Artificial Lawyer spoke to Jean-Rémi de Maistre, co-founder and CEO of Jus Mundi, about the platform. In a nutshell, de Maistre says that it is ‘using mathematics and machine learning to enable lawyers around the world to conduct comprehensive and quick international legal research’.
It seeks to provide multi-lingual access to everything from case law, to the international treaties the cases are based upon, and arbitral awards that have been made public – across multiple languages – 70 in fact. And, initially the interface will work in English and French. I.e. you get a bi-lingual way into the data set, and that data set is itself made up of documents in many different languages.
The platform has many of the attributes you’ve seen in other research systems, all designed to help you to find what is relevant and connected to the issues you’re looking at.
de Maistre had been working as an international lawyer for some time and had become frustrated by the incompleteness of documents for the complex, cross-border international law disputes that have become a distinct practice area for a growing number of firms and barristers chambers.
‘Lawyers in my field were just using Google to do their research. There was a lot of noise, and lots of poor quality PDFs online,’ he explains. ‘So you could not do proper full text searches.’
And perhaps that is proof itself that there was a gap in the market, i.e. if experts in a certain legal area are spending hours wading through Google for relevant search responses, rather than heading to the big brand case law companies, then clearly something needed to be done.
Now, with Jus Mundi you should be able to more easily find what you need from a growing corpus of around 20,000 documents available, of which 15,000 are the international cases and 5,000 are treaties between the world’s 195 countries and trade bodies.
Tagging of key terms will bring paragraphs of relevant text across all languages in the corpus. Those that are in languages the lawyer doesn’t speak will have to do some on-line translation, or perhaps refer the text to a colleague who can read Russian, or Mandarin for example.

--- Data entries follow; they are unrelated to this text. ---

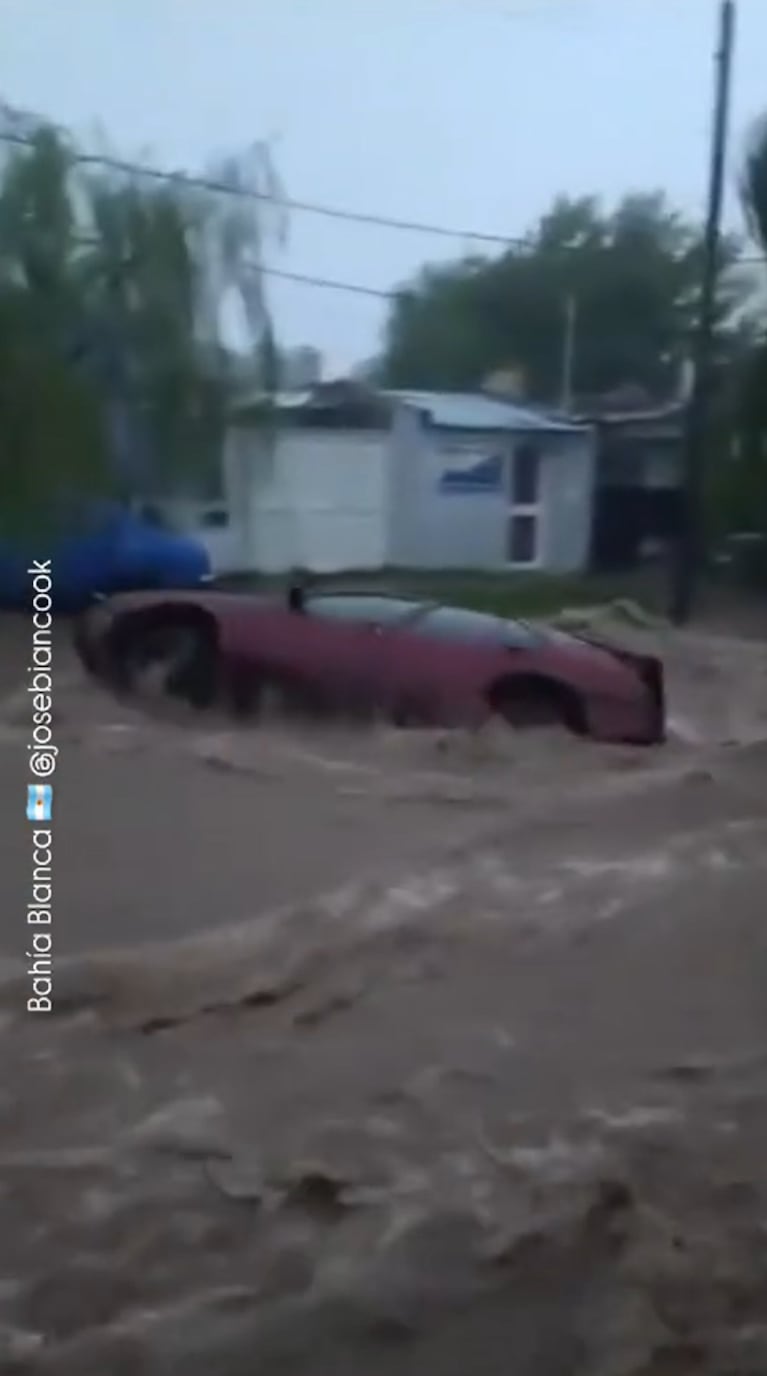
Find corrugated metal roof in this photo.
[386,391,588,433]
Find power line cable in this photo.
[0,131,767,300]
[0,131,530,246]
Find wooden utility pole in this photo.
[560,293,578,414]
[671,0,735,626]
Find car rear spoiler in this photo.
[573,632,666,743]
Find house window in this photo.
[507,442,541,567]
[507,513,538,564]
[200,506,229,530]
[509,444,541,506]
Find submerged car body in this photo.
[76,588,665,744]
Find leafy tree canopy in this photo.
[0,107,282,534]
[380,194,735,403]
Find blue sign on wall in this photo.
[439,449,503,495]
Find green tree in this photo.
[381,194,734,403]
[0,110,284,533]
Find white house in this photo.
[158,384,595,572]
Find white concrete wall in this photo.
[541,433,596,574]
[227,428,388,572]
[390,409,595,572]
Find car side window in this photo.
[417,607,504,644]
[417,607,537,649]
[304,593,419,627]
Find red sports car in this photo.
[76,589,665,744]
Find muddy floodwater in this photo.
[0,622,767,1376]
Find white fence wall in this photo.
[229,429,388,572]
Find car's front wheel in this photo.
[109,614,219,709]
[490,677,587,736]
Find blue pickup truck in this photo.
[0,506,211,612]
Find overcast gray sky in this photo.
[0,0,767,372]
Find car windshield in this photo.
[306,593,420,626]
[417,607,540,649]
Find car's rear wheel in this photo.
[109,612,219,709]
[489,677,587,736]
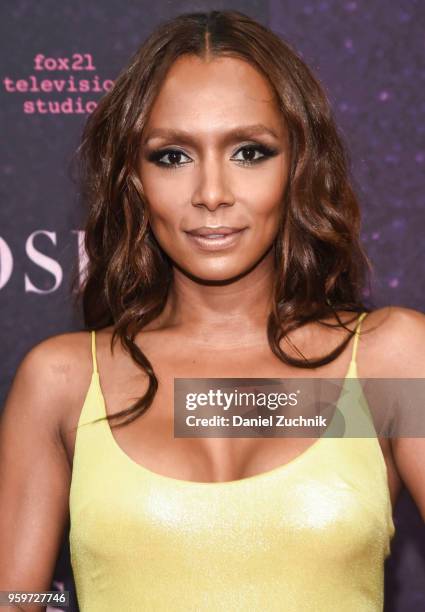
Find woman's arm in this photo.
[390,308,425,521]
[0,337,70,610]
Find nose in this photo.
[192,157,235,210]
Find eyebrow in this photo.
[143,123,278,144]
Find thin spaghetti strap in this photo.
[91,330,98,374]
[351,312,367,363]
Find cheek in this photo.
[235,160,287,231]
[140,170,187,233]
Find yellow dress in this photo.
[70,313,395,612]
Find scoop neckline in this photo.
[91,359,358,488]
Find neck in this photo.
[156,246,275,348]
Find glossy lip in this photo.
[185,227,246,251]
[187,225,245,236]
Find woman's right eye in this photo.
[148,149,190,168]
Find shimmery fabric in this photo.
[70,313,395,612]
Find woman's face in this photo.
[140,55,290,281]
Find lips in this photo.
[185,226,247,252]
[187,226,245,238]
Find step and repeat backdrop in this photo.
[0,0,425,612]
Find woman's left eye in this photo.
[232,145,277,166]
[148,144,278,168]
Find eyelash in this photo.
[148,144,278,170]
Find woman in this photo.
[0,11,425,612]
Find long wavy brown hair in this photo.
[69,11,372,426]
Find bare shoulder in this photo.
[359,306,425,378]
[5,332,92,433]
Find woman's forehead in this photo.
[143,55,282,137]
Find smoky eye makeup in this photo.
[146,142,280,169]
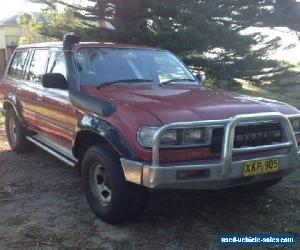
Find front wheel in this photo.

I.e. it’s not a ‘Babel fish’ style universal language translation system yet, but it’s a step in the right direction.
They released V1 at the end of last year and have worked with DLA Piper and Freshfields among other major firms. They’re also growing the corpus of documents weekly and have plans to add legal data on other areas of international law, including Human Rights.

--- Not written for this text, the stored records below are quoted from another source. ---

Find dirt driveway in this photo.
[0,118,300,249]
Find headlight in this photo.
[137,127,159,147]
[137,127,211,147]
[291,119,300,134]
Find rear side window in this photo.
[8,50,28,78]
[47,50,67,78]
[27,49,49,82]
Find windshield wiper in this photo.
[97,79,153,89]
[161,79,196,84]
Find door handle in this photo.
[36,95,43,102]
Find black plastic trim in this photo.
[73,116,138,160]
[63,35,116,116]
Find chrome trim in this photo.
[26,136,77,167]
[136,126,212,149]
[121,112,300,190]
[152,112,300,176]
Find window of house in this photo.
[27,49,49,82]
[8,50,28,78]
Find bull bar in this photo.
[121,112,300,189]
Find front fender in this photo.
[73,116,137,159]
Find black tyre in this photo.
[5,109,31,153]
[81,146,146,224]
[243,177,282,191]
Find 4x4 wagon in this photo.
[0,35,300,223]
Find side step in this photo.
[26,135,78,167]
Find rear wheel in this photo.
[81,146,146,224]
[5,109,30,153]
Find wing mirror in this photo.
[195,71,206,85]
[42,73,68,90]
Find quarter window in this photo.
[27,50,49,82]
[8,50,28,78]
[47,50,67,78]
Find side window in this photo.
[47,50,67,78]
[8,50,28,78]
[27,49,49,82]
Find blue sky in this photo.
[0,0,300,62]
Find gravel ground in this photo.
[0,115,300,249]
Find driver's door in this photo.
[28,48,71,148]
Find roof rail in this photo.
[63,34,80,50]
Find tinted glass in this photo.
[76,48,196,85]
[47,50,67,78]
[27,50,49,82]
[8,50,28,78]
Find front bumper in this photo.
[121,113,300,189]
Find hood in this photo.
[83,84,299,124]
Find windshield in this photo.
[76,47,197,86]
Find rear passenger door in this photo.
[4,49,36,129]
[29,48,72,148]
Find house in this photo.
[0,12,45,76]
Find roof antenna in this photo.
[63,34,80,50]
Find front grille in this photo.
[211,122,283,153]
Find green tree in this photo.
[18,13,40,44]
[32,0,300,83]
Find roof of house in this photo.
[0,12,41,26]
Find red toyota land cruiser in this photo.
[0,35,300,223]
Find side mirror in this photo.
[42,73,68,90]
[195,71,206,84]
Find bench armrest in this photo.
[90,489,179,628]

They are also developing a way to show the decisions of arbitrators so ‘you can see what they said before’.
(Though they probably will not be publishing any statistical data on what French judges have been saying….! See story.)
Right now they have around 10 people, with a mix of lawyers and data scientists working on the project.
They also have multiple collaborators, including academics, lawyers, arbitrators, judges, and students from across the world who help with:
- Collecting awards and judgments
- Teaching their ML engine legal concepts relevant to international law and arbitration
- Authoring notes and digests on relevant legal concepts.
All in all a practical tool that will be of great use to those firms and corporates – as well as government departments – engaged with cross-border legal wrangles and negotiations. In fact, in this time of trade wars and traditional trading blocs becoming more complicated this may be arriving just at the right time.
It’s also further proof that there are some great legal tech companies coming out of France. Regardless of what some judges may think of its outputs, La Legal Tech is doing very well.